Well, boss was asked recently to give a ghost tour to a group of schoolkids, which would end with a conventional tour of a local hotel (also haunted). Problem is my boss never got back to the teacher, so they dropped that aspect of the field trip, and it’ll just be the conventional tour of the hotel with another local guide.
Yesterday this guide called me and offered me $50 to supplement his tour with 20-30 minutes of ghost stories about the hotel in particular. Not a ghost tour per se, but it would consist of information from the ghost tours. He’s encouraging me to keep this off the books, and just take the $50 for myself.
I’m torn! Obviously it would be pretty shady of me to pocket the $50, but I don’t know how to assert my rights here. My boss is also a friend, so I want to do right by her, but I also feel I have some right to share my expertise and skill in spooky stories in circumstances besides the ghost tour company.
My opinion, there is a distinct difference between “experience and skill in telling spooky stories” (which is yours to do what you want with–though competing directly with your boss is pretty skeevy) and the facts/details of any particular ghost story which your boss has some sort of proprietary claim on.
I think, although I reserve the right to change my mind after others put in their two cents, that I would be ok with you telling ghost stories that are not the same as those you usually tell on your ghost tours.
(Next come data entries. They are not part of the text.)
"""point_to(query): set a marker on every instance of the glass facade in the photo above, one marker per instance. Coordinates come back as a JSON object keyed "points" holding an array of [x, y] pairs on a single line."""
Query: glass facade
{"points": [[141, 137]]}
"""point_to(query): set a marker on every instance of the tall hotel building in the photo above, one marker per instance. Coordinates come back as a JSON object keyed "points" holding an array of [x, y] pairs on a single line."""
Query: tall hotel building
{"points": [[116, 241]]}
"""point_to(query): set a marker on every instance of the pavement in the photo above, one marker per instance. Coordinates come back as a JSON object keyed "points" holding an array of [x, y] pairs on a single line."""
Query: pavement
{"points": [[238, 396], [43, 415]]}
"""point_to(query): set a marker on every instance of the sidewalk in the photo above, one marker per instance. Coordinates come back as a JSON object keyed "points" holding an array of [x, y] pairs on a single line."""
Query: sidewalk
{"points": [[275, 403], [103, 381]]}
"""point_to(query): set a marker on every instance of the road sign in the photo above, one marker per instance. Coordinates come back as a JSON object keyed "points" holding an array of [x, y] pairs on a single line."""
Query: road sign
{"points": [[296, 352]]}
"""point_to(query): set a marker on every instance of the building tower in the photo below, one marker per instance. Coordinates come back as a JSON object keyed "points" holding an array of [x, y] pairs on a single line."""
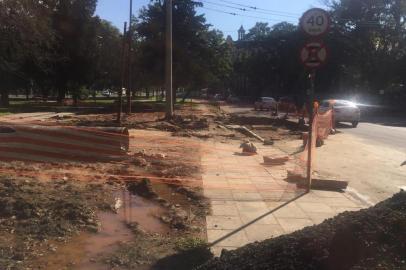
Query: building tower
{"points": [[241, 33]]}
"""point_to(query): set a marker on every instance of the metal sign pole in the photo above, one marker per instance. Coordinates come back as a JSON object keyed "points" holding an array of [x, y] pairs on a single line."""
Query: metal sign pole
{"points": [[129, 90], [120, 92], [310, 137], [168, 61]]}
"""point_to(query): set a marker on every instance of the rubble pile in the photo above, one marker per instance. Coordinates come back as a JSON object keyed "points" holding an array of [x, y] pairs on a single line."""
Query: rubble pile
{"points": [[373, 238]]}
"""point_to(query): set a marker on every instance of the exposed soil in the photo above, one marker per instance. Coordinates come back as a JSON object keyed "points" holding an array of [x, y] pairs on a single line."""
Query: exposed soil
{"points": [[373, 238], [77, 215], [34, 213]]}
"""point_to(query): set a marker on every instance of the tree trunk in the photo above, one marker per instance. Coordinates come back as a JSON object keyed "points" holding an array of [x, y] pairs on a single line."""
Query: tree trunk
{"points": [[61, 95], [4, 100]]}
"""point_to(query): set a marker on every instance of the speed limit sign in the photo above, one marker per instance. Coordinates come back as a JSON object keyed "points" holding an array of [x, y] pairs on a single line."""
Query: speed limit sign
{"points": [[315, 22]]}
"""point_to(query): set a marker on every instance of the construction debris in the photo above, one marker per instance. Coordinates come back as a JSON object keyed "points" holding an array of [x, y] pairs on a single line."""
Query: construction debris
{"points": [[275, 161], [248, 147]]}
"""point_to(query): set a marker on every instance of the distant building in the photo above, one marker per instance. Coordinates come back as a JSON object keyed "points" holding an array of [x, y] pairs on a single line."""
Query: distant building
{"points": [[241, 33], [229, 40]]}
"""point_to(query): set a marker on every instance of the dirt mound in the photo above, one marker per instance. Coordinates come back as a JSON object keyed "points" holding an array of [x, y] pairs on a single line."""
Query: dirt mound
{"points": [[32, 213], [374, 238]]}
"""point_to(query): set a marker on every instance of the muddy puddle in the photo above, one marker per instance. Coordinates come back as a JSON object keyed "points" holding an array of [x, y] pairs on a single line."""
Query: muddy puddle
{"points": [[85, 251]]}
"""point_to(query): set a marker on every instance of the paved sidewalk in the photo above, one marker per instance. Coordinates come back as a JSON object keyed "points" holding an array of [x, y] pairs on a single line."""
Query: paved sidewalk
{"points": [[240, 189]]}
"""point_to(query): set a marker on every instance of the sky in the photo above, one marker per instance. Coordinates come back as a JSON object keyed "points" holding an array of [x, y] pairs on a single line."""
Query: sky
{"points": [[217, 12]]}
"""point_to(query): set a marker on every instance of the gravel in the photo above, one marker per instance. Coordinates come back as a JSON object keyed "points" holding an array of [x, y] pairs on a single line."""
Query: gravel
{"points": [[373, 238]]}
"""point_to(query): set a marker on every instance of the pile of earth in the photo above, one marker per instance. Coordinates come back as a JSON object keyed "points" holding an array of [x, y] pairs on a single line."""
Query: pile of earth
{"points": [[33, 214], [373, 238], [178, 251]]}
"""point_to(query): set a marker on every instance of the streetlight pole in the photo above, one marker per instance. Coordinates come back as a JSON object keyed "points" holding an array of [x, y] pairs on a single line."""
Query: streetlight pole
{"points": [[168, 61], [129, 90]]}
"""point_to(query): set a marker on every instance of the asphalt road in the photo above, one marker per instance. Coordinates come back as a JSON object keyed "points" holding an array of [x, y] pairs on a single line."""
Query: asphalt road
{"points": [[368, 157], [380, 134], [387, 131]]}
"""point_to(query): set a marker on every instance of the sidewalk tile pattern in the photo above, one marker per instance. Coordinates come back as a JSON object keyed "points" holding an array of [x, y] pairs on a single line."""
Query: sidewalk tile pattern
{"points": [[240, 188]]}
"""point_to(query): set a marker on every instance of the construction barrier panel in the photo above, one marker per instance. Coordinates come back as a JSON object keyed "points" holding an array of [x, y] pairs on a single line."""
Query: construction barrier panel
{"points": [[62, 143]]}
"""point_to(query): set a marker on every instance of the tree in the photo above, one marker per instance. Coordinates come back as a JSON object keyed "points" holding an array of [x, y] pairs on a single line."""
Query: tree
{"points": [[199, 55], [24, 47]]}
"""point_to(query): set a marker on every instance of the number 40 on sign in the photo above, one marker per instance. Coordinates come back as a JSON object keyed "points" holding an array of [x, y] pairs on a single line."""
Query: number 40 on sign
{"points": [[315, 22]]}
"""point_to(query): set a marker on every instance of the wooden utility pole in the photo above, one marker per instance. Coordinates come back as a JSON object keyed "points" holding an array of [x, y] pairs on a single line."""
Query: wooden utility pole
{"points": [[130, 36], [168, 61], [120, 92]]}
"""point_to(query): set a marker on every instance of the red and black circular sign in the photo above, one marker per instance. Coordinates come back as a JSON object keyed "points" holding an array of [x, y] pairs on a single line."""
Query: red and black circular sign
{"points": [[314, 54]]}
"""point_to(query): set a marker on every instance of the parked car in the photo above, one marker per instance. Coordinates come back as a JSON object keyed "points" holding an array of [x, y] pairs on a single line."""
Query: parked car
{"points": [[344, 110], [233, 99], [286, 105], [266, 103], [218, 97], [106, 92]]}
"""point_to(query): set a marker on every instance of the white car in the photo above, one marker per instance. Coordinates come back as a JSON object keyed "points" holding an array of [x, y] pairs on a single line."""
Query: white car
{"points": [[344, 110], [106, 93], [266, 103]]}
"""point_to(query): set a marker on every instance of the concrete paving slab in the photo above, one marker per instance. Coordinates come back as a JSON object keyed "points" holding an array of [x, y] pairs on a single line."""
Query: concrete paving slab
{"points": [[223, 222], [240, 189], [293, 224]]}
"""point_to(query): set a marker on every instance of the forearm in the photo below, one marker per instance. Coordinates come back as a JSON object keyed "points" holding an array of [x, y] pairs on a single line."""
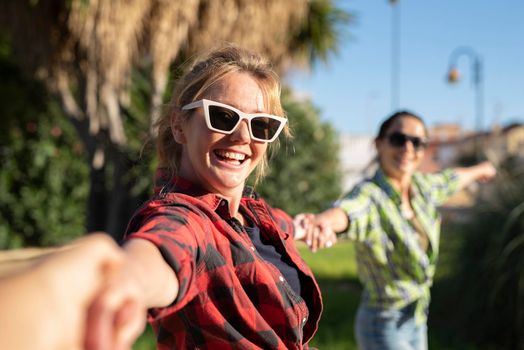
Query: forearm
{"points": [[155, 279], [335, 218], [25, 311]]}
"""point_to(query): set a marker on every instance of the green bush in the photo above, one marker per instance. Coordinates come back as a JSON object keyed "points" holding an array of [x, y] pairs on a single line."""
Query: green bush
{"points": [[43, 185], [305, 173], [488, 286]]}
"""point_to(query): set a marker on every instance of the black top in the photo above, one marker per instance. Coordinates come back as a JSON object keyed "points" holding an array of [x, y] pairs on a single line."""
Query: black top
{"points": [[269, 253]]}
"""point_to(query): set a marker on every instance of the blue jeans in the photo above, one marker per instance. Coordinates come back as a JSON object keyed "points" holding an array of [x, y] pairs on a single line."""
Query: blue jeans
{"points": [[383, 329]]}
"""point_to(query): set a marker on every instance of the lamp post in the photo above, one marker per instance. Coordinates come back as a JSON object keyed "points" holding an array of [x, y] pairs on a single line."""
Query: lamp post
{"points": [[395, 54], [477, 79]]}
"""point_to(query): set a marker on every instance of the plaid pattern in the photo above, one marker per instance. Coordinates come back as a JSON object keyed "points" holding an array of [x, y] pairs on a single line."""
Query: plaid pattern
{"points": [[229, 297], [393, 268]]}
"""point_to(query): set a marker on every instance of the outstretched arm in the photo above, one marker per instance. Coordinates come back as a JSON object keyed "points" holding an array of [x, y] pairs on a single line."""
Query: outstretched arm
{"points": [[319, 230], [44, 305], [147, 277]]}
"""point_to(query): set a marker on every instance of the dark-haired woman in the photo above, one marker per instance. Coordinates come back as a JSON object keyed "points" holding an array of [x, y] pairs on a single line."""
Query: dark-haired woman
{"points": [[392, 217]]}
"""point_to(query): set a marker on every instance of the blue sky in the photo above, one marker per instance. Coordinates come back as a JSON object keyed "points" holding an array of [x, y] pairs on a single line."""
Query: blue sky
{"points": [[353, 91]]}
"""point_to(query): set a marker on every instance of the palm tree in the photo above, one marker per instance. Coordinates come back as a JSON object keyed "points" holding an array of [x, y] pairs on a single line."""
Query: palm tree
{"points": [[86, 52]]}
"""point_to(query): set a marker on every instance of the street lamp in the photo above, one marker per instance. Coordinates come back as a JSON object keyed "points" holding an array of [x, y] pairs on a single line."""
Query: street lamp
{"points": [[453, 76]]}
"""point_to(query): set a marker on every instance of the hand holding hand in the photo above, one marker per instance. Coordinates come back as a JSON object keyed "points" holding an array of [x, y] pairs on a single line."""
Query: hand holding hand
{"points": [[315, 233]]}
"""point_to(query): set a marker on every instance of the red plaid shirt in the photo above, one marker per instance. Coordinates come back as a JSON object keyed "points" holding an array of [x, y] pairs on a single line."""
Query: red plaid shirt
{"points": [[229, 297]]}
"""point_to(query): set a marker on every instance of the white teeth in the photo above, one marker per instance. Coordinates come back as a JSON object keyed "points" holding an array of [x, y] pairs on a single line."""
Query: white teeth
{"points": [[232, 155]]}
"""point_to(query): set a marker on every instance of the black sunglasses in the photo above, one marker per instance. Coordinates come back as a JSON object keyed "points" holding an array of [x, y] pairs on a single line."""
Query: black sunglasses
{"points": [[398, 139]]}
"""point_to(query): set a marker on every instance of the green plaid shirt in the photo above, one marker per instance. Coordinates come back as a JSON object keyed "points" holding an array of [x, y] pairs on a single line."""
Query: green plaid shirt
{"points": [[393, 268]]}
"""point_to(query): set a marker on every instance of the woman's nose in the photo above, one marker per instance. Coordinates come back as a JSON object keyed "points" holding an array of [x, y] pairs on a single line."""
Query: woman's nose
{"points": [[241, 133]]}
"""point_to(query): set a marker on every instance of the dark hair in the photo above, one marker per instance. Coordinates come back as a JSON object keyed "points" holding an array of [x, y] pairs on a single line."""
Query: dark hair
{"points": [[386, 124]]}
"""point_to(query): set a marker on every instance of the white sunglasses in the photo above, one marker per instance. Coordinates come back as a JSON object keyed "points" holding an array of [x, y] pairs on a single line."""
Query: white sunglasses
{"points": [[225, 119]]}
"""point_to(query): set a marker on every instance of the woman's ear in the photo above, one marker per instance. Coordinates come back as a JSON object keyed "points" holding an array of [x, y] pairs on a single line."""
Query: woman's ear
{"points": [[176, 129]]}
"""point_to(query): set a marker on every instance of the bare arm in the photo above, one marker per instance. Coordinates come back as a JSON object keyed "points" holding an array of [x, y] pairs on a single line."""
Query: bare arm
{"points": [[481, 172], [147, 278], [51, 297]]}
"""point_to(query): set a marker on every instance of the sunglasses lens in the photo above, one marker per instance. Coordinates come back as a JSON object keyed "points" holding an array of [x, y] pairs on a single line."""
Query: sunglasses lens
{"points": [[264, 128], [222, 118], [397, 139]]}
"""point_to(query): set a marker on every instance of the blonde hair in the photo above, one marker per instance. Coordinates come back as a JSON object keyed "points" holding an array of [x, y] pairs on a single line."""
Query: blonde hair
{"points": [[198, 80]]}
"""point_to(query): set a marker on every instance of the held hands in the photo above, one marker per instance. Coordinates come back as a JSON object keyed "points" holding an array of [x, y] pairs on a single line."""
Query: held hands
{"points": [[314, 232]]}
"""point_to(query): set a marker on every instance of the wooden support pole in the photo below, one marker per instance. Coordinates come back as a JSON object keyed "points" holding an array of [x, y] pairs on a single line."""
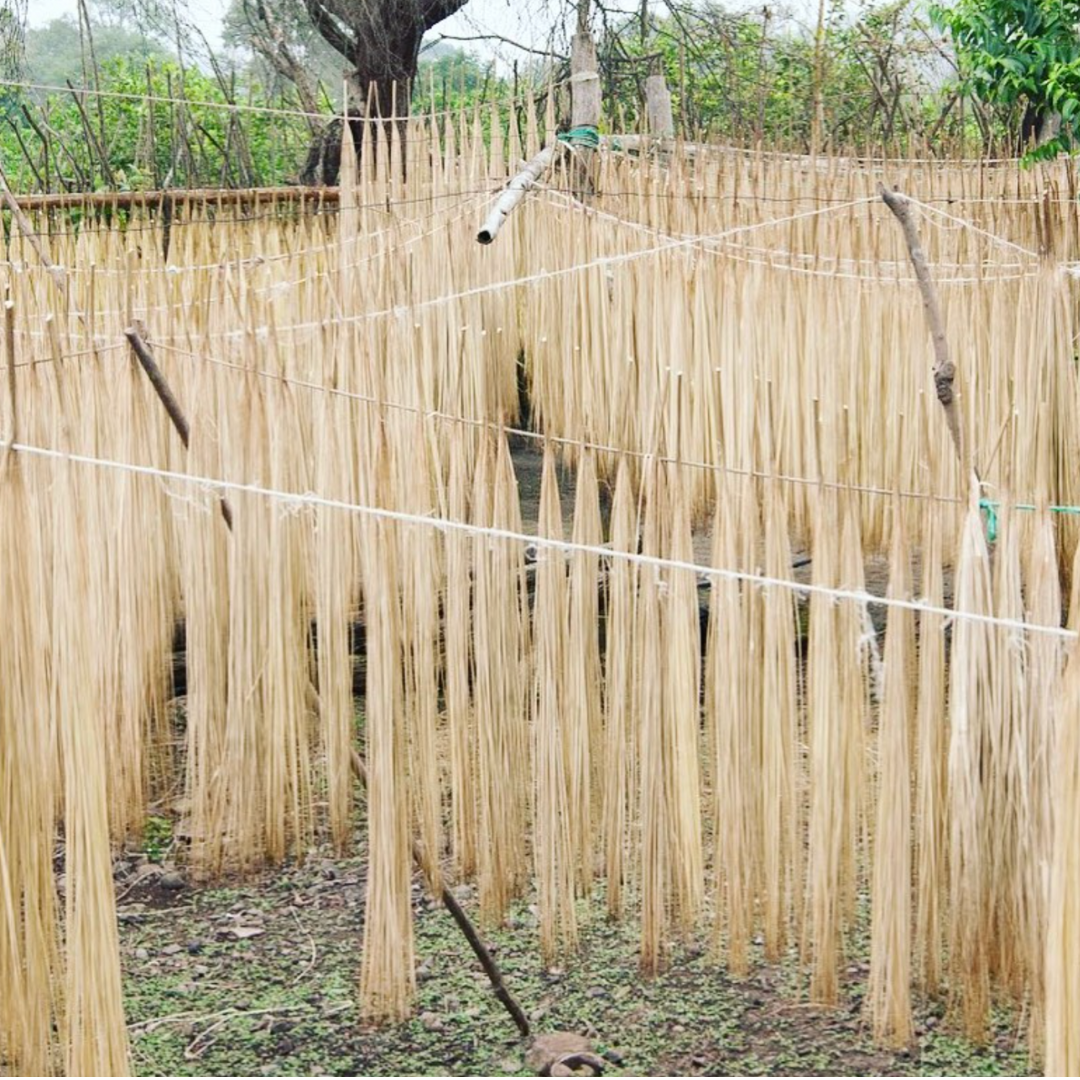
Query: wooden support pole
{"points": [[514, 192], [944, 368], [9, 343], [167, 399], [658, 106], [584, 107], [449, 902]]}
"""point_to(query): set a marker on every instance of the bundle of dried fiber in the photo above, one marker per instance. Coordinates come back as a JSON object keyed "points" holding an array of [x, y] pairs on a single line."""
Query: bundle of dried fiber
{"points": [[931, 759], [889, 991], [584, 729], [388, 976], [29, 960], [1063, 919], [680, 623]]}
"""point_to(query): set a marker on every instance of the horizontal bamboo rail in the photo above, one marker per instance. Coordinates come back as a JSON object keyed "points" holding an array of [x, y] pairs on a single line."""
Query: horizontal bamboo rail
{"points": [[221, 197]]}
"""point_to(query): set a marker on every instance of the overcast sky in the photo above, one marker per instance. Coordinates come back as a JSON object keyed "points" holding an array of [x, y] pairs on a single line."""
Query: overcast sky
{"points": [[527, 23]]}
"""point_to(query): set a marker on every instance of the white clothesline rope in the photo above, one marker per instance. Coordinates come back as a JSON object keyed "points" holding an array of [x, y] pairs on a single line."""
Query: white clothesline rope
{"points": [[297, 499]]}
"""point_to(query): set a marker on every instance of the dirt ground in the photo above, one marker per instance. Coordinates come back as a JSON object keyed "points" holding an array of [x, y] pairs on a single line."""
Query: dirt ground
{"points": [[260, 979]]}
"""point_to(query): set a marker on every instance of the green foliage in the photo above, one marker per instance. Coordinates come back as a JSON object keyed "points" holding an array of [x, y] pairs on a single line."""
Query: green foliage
{"points": [[157, 837], [755, 77], [454, 79], [54, 51], [167, 127], [1021, 53]]}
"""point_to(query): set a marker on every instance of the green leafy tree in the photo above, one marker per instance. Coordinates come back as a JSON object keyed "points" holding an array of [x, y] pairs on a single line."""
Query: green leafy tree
{"points": [[1022, 56]]}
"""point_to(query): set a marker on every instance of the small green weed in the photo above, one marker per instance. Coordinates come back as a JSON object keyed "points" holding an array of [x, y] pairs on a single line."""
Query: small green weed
{"points": [[157, 837]]}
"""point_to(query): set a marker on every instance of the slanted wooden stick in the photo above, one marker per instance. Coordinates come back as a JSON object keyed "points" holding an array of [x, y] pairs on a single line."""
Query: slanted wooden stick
{"points": [[514, 192], [486, 961], [944, 368], [165, 395]]}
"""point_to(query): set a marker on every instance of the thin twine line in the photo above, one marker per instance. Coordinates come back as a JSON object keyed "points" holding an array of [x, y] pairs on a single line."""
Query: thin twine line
{"points": [[275, 289], [309, 207], [468, 200], [498, 428], [604, 260], [974, 228], [447, 525]]}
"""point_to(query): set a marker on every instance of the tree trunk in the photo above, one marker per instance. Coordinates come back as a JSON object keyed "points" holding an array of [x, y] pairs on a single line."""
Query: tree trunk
{"points": [[380, 39]]}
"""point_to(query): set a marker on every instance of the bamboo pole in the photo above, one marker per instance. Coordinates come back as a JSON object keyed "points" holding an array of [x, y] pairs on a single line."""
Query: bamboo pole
{"points": [[449, 902], [514, 192], [167, 399], [944, 368]]}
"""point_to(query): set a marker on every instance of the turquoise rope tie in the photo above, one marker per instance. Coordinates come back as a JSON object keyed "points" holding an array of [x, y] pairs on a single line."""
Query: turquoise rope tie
{"points": [[588, 137], [989, 507]]}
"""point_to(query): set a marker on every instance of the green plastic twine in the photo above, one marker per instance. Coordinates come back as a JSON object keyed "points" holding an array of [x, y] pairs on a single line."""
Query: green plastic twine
{"points": [[586, 136], [989, 507]]}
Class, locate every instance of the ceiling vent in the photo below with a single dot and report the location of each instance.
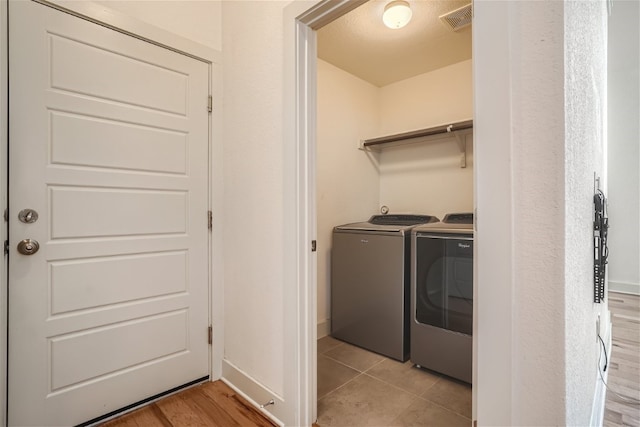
(459, 18)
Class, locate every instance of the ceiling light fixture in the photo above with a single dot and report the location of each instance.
(397, 14)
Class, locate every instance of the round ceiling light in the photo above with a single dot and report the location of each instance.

Don’t be lazy and cheap and tell the story of Almost Brainless Alice in place of Nearly Headless Nick (blatently stolen from Harry Potter) swapping out a few obvious details, but if you tell an original ghost story I’m not sure I see a problem
Of course, double checking the OP, that isn’t exactly what the other tour guide really wants either.
But in my book, telling stories just like you would on the tour, only not on a tour is too close to what your boss usually has you doing to be kosher.
Of course, if you can talk to your boss and get her to agree to you doing it, probably for a portion of the offered fee, then it magically becomes kosher.
What say we lay off the judgmental comments? :rolleyes:
The stories are collected by us from people who share their first-person accounts regarding experiences they’ve had. The stories are for entertainment purposes, and the students are well aware of this. Whether they’re true or not has zero relevance to my OP.
The OP does know that once she does this, if it ever gets back to her boss she’s fired, right? (not just fired, but friendship-over-fired with free cold-shoulder-in-a-small-industry baggage) And that once she does this for the competitor, the competitor is going to use it to own the OP. He’ll/She’ll want you to do this regularly and for really small amounts of cash and always with the implied threat of how it would be such a shame if your first employer should happen to find out about what you did. IMHO, Fifty bucks is a pretty cheap price to be owned for.
Ditto. Tell the boss you have an opportunity to drum up more business, and would she be interested in a percentage. I mean, it’s only $50, she’s your friend AND employer, and you’re happy with your job. Keep it all above board or decline.
Do it. But make up a ghost story, out of whole cloth. Don’t steal one; invent a brand new story of your own.
While you’re telling it, standing in the hotel lobby (or wherever), pause halfway through and stare into the middle distance. Say: “I’m getting to that part.” Pause. “No, I have to tell that part.” Pause. “The story doesn’t work if I don’t include that part.” Pause, then get a fearful expression. “No, I’m sorry, I didn’t mean to offend. Okay, I won’t tell the story. No, really, I won’t. I won’t!”
Then grunt and double over, and puncture the zip-top bag of fake blood you’ve hidden in your inside jacket pocket, so when you straighten up again, screaming, hands twisted into claws, you are covered with glistening scarlet.